General Information
Time: Tu-Th 8:00-9:30 AM
Location: Berkeley Way West 1213
Sections : F 10-11 BWW 1213
Note: Students must come to class and section with a laptop.
Instructor: Theunissen, Frédéric
Office Hours: Th 9:45-10:45 or by appointment.
GSI : Foushee, Ruthe
Office Hours: M 2:30-3:30 or by appointment.
Course Description.
The course is an introduction to modern statistical modeling with a focus on applications in Social Sciences. Topic covered include: basic probability theory, distributions, modeling, parameter fitting, error estimation, statistical significance and cross-validation. In addition, the course will cover all statistical tests that are part of the generalized mixed effect models: n-way analysis of variance (ANOVA), multiple regression, analysis of covariance, logistic regression, between subjects, within subjects, mixed designs and designs with random factors. Students will also be introduced to statistical programming using the computer language R.
.
Course Logistics, Assignments and Tests.
The course meets on Tuesdays and Thursdays 8-9:30 AM in 1213 Berkeley Way for lecture sessions that will combine lecture material and hand on computer tutorials. These computer tutorials will be “unfinished” and your weekly homework will be to finish them. Additional pencil and paper assignments will also be given. Tutorials/homeworks will be assigned on Friday (or before) and will be due the following Friday (with some exceptions as indicated in the syllabus or bcourses announcements.

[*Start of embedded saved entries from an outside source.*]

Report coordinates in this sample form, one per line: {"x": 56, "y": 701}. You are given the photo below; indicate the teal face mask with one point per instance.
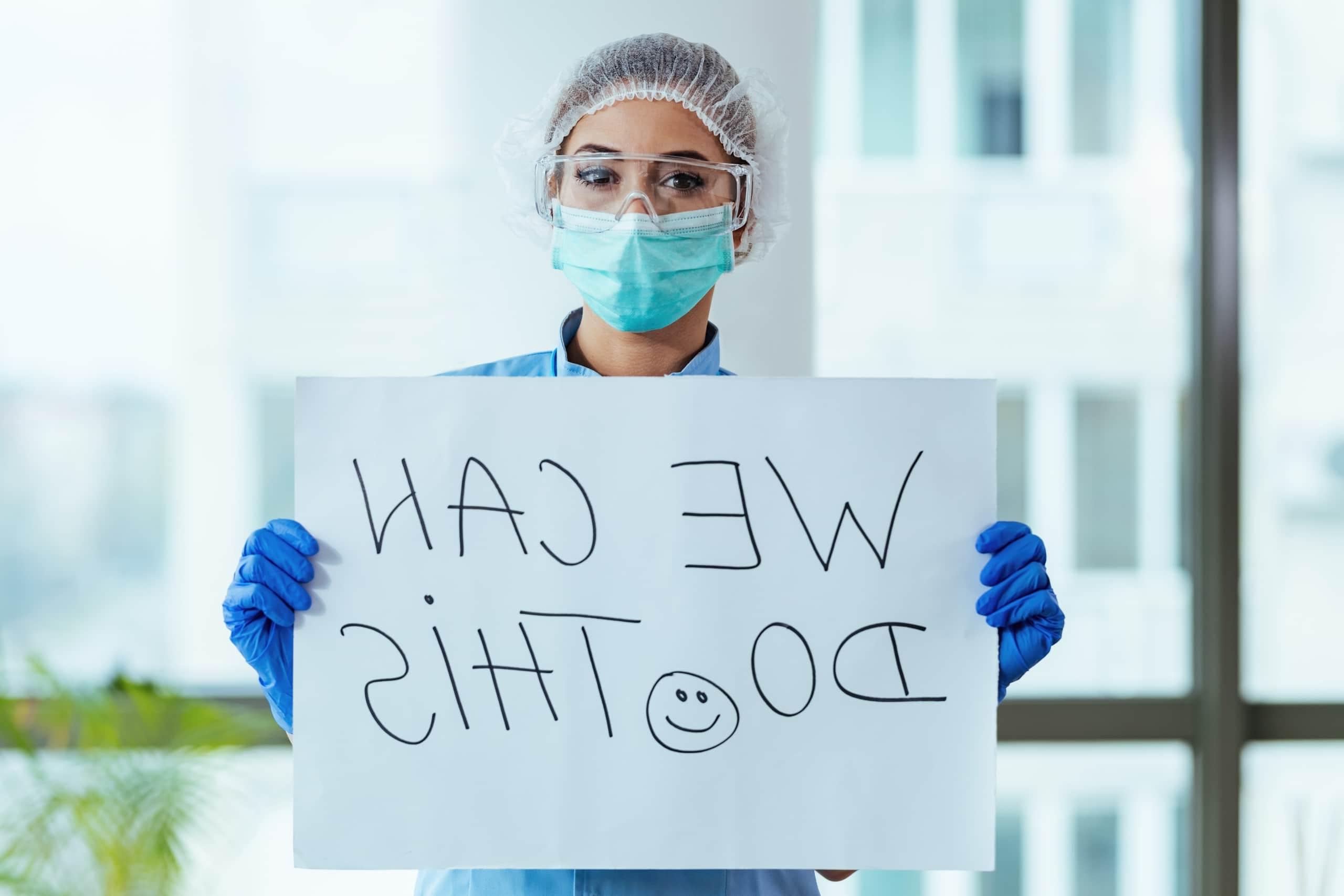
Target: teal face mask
{"x": 636, "y": 275}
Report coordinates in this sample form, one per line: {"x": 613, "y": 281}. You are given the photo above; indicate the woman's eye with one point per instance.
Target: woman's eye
{"x": 596, "y": 176}
{"x": 683, "y": 182}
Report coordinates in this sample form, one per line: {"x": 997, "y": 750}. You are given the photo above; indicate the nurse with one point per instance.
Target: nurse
{"x": 654, "y": 168}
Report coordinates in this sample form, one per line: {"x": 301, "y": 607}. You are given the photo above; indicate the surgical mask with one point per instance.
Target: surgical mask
{"x": 639, "y": 273}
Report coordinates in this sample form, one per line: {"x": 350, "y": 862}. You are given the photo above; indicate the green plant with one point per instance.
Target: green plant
{"x": 102, "y": 786}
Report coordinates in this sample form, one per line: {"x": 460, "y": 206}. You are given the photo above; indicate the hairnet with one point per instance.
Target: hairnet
{"x": 740, "y": 109}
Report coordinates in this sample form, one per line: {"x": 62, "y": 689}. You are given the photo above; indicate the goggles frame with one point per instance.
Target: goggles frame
{"x": 542, "y": 170}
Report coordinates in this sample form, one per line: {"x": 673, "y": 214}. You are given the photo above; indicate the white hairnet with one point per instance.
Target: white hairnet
{"x": 740, "y": 109}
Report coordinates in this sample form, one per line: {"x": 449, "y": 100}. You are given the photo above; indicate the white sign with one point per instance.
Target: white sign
{"x": 683, "y": 623}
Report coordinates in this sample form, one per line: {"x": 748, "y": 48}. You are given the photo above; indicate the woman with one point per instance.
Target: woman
{"x": 654, "y": 168}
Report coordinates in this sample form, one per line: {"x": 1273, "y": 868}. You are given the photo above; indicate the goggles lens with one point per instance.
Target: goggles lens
{"x": 617, "y": 184}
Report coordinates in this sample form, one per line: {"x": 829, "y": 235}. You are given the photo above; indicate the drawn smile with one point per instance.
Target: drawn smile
{"x": 692, "y": 731}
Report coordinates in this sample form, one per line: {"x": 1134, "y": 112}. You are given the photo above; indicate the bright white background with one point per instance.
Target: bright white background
{"x": 200, "y": 199}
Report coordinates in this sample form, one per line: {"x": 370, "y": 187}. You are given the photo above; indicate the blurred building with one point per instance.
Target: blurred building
{"x": 205, "y": 198}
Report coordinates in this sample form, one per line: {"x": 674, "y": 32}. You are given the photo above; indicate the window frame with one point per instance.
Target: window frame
{"x": 1214, "y": 719}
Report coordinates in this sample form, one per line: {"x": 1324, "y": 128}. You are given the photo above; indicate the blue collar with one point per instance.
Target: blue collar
{"x": 706, "y": 362}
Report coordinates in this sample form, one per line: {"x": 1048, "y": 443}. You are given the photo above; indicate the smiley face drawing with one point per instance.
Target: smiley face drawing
{"x": 690, "y": 714}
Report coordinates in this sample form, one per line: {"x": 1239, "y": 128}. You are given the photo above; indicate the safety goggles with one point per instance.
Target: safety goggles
{"x": 612, "y": 184}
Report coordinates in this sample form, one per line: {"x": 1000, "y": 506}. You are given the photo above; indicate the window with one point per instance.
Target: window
{"x": 889, "y": 77}
{"x": 990, "y": 76}
{"x": 1012, "y": 457}
{"x": 1101, "y": 78}
{"x": 1006, "y": 879}
{"x": 1097, "y": 852}
{"x": 85, "y": 480}
{"x": 1295, "y": 818}
{"x": 1294, "y": 429}
{"x": 1065, "y": 280}
{"x": 1109, "y": 820}
{"x": 276, "y": 452}
{"x": 1107, "y": 481}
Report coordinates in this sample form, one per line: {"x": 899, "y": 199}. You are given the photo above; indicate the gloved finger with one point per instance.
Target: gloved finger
{"x": 255, "y": 596}
{"x": 1015, "y": 556}
{"x": 262, "y": 571}
{"x": 1037, "y": 606}
{"x": 1000, "y": 534}
{"x": 275, "y": 549}
{"x": 1023, "y": 648}
{"x": 296, "y": 535}
{"x": 1021, "y": 583}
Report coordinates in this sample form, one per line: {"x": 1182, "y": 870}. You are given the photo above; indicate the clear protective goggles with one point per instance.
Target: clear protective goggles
{"x": 612, "y": 183}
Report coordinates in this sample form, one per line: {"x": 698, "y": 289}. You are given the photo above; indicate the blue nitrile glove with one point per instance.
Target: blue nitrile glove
{"x": 1021, "y": 602}
{"x": 260, "y": 609}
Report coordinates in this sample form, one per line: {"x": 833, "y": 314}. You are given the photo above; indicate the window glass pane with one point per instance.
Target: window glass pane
{"x": 1294, "y": 818}
{"x": 1107, "y": 481}
{"x": 1012, "y": 457}
{"x": 990, "y": 77}
{"x": 889, "y": 77}
{"x": 276, "y": 452}
{"x": 1294, "y": 368}
{"x": 1065, "y": 277}
{"x": 1101, "y": 58}
{"x": 1097, "y": 851}
{"x": 84, "y": 535}
{"x": 1108, "y": 820}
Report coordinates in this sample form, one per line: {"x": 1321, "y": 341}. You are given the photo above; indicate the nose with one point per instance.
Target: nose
{"x": 639, "y": 203}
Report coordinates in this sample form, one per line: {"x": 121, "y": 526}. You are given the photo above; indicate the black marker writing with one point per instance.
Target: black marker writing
{"x": 812, "y": 664}
{"x": 452, "y": 680}
{"x": 592, "y": 516}
{"x": 847, "y": 510}
{"x": 380, "y": 532}
{"x": 490, "y": 664}
{"x": 891, "y": 633}
{"x": 406, "y": 668}
{"x": 742, "y": 515}
{"x": 588, "y": 645}
{"x": 461, "y": 507}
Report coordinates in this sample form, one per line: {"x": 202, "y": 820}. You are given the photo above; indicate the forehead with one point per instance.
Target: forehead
{"x": 655, "y": 127}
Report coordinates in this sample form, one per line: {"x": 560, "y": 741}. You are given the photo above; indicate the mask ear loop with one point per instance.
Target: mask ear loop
{"x": 648, "y": 203}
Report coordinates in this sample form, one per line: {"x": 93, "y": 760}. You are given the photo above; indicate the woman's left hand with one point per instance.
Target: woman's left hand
{"x": 1019, "y": 602}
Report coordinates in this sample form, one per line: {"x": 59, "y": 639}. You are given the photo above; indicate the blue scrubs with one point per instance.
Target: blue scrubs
{"x": 466, "y": 882}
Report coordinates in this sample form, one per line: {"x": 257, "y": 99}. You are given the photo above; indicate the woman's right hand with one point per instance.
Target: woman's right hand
{"x": 260, "y": 608}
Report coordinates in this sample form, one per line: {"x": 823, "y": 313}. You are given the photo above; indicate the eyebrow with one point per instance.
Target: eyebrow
{"x": 680, "y": 154}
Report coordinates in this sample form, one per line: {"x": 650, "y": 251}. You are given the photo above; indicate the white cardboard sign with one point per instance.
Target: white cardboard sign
{"x": 683, "y": 623}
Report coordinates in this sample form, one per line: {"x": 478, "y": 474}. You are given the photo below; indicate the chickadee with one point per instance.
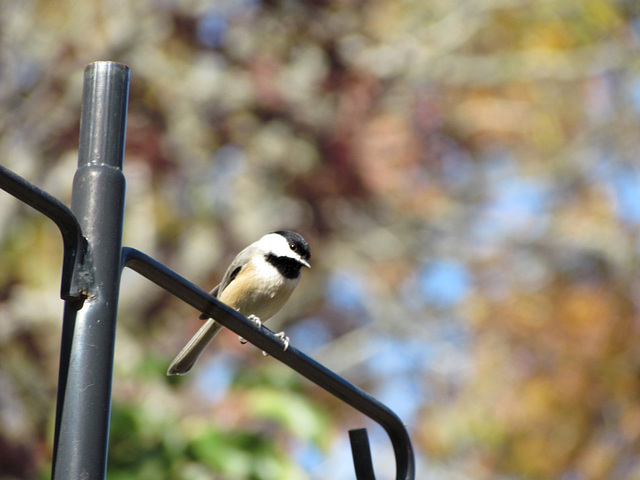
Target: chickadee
{"x": 257, "y": 284}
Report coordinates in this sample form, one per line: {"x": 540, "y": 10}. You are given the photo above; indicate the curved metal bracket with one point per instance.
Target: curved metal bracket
{"x": 75, "y": 270}
{"x": 265, "y": 340}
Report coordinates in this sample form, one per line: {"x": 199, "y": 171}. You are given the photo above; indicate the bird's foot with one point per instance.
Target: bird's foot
{"x": 285, "y": 342}
{"x": 284, "y": 338}
{"x": 256, "y": 321}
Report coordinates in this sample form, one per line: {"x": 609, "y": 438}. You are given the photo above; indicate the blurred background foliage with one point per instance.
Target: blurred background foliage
{"x": 465, "y": 171}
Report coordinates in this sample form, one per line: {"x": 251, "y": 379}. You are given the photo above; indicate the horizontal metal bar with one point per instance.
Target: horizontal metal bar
{"x": 75, "y": 245}
{"x": 265, "y": 340}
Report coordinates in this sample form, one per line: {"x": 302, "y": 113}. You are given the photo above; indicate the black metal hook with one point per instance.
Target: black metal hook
{"x": 74, "y": 266}
{"x": 295, "y": 359}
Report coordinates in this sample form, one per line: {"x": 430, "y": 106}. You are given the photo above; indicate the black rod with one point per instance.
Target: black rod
{"x": 86, "y": 361}
{"x": 361, "y": 452}
{"x": 294, "y": 358}
{"x": 71, "y": 286}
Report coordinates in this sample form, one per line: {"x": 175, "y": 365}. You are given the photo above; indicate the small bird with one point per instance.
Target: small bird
{"x": 257, "y": 284}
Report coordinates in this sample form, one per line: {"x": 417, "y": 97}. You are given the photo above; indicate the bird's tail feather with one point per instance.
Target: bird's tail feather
{"x": 187, "y": 357}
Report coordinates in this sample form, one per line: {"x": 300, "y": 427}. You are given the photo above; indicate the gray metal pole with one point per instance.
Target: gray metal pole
{"x": 86, "y": 362}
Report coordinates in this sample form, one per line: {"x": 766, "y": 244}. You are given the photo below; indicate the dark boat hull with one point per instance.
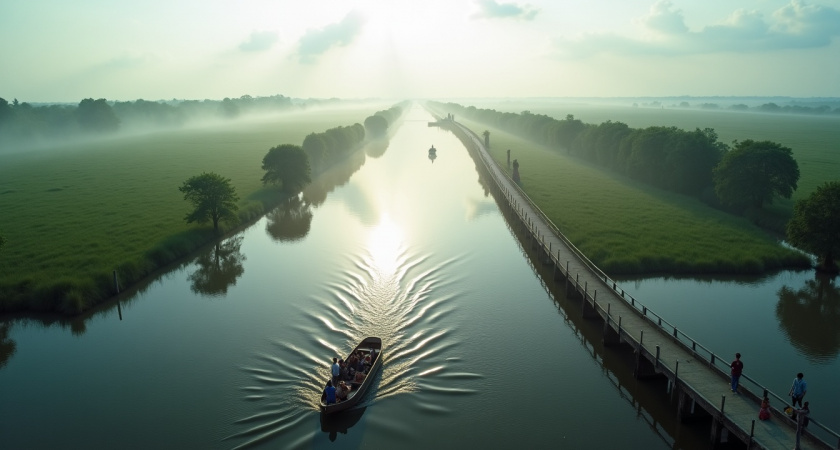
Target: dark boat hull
{"x": 359, "y": 390}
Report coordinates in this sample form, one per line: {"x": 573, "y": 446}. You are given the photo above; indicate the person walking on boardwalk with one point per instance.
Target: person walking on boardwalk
{"x": 802, "y": 420}
{"x": 737, "y": 366}
{"x": 798, "y": 389}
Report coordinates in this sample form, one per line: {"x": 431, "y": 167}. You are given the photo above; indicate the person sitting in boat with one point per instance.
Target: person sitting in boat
{"x": 764, "y": 412}
{"x": 343, "y": 373}
{"x": 360, "y": 376}
{"x": 342, "y": 391}
{"x": 330, "y": 391}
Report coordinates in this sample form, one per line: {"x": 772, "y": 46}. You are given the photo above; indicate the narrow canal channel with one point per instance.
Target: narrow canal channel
{"x": 231, "y": 350}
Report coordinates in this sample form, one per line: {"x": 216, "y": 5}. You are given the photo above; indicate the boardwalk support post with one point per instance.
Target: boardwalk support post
{"x": 657, "y": 357}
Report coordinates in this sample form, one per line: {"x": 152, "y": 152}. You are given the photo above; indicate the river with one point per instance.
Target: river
{"x": 231, "y": 349}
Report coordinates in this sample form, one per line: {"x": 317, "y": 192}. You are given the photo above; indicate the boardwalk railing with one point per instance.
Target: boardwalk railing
{"x": 714, "y": 361}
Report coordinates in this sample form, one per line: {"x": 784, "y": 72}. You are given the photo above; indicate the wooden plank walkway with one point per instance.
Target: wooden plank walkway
{"x": 698, "y": 375}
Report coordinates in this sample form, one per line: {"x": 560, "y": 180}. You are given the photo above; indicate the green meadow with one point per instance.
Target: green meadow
{"x": 72, "y": 214}
{"x": 626, "y": 227}
{"x": 815, "y": 140}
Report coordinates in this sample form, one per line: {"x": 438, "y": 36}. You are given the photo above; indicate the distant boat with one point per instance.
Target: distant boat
{"x": 369, "y": 346}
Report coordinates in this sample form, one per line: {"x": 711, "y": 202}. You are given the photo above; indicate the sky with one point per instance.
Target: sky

Section meets on Fridays from 10:00 to 11:00 AM also in 1213 Berkeley Way. Attending one of these sections is mandatory. During section you will receive additional tips and guidance for your homework. If you are efficient you will be able to finish the homework during section.
Tests include two midterms and one final exam. The midterms will be during class time and last 90 minutes. The final will be given during final week and will last 3 hours.
There will be a final project that involves a detailed analysis of a data set chosen by the student.
Grades will be based on homework (25%), tests 50% (Each midterm 10%, Final 30%), final project (20%) and class participation (5%).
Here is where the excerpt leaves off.